Vera Violetta is an operetta including a libretto by Louis Stein and music by Edmund Eysler, additional music by George M. Cohan, Jean Schwartz and Louis A. Hirsch. Set in Paris, the work is about the flirtatious wife of a professor. Vera Violetta was the name both of her Roger & Gallet perfume and a waltz which celebrated it.

This was adapted by Harold Atteridge and Leonard Liebling for Shuberts' Winter Garden Theatre on Broadway. A variety of star turns were added including "The Gaby Glide" for celebrated dancer Gaby Deslys and her partner Harry Pilcer; and "Ta-Ra-Ra-Boom-Der-E" for José Collins - the song which had been popularised by her mother, Lottie Collins.
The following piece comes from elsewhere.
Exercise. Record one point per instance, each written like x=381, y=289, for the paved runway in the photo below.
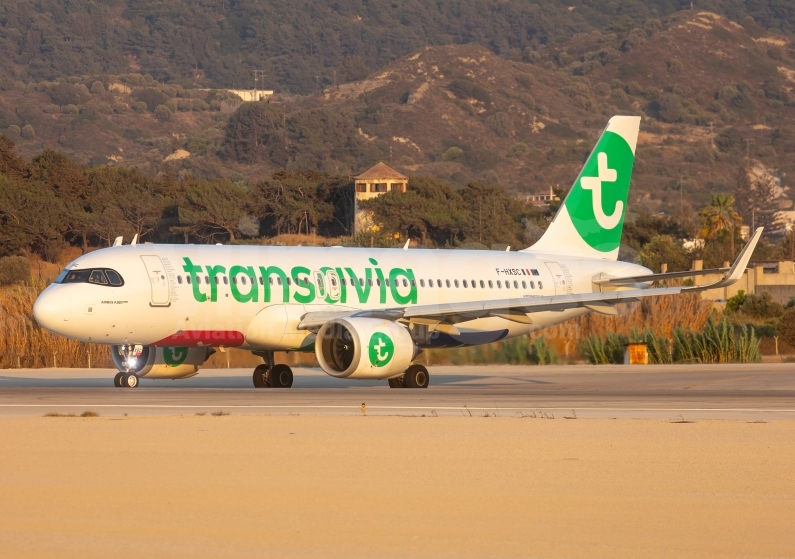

Al Jolson had a supporting role as a blackface waiter but stole the show with his performances of "Rum-Tum-Tiddle" and "That Haunting Melody" which had regular encores. Another rising star who appeared in the show was the young Mae West. The production was directed by William J. Wilson.

The programme was preceded by some vaudeville and then closed with Undine - a special performance by swimmer Annette Kellerman. The show opened on 20 November 1911 and ran for 112 performances.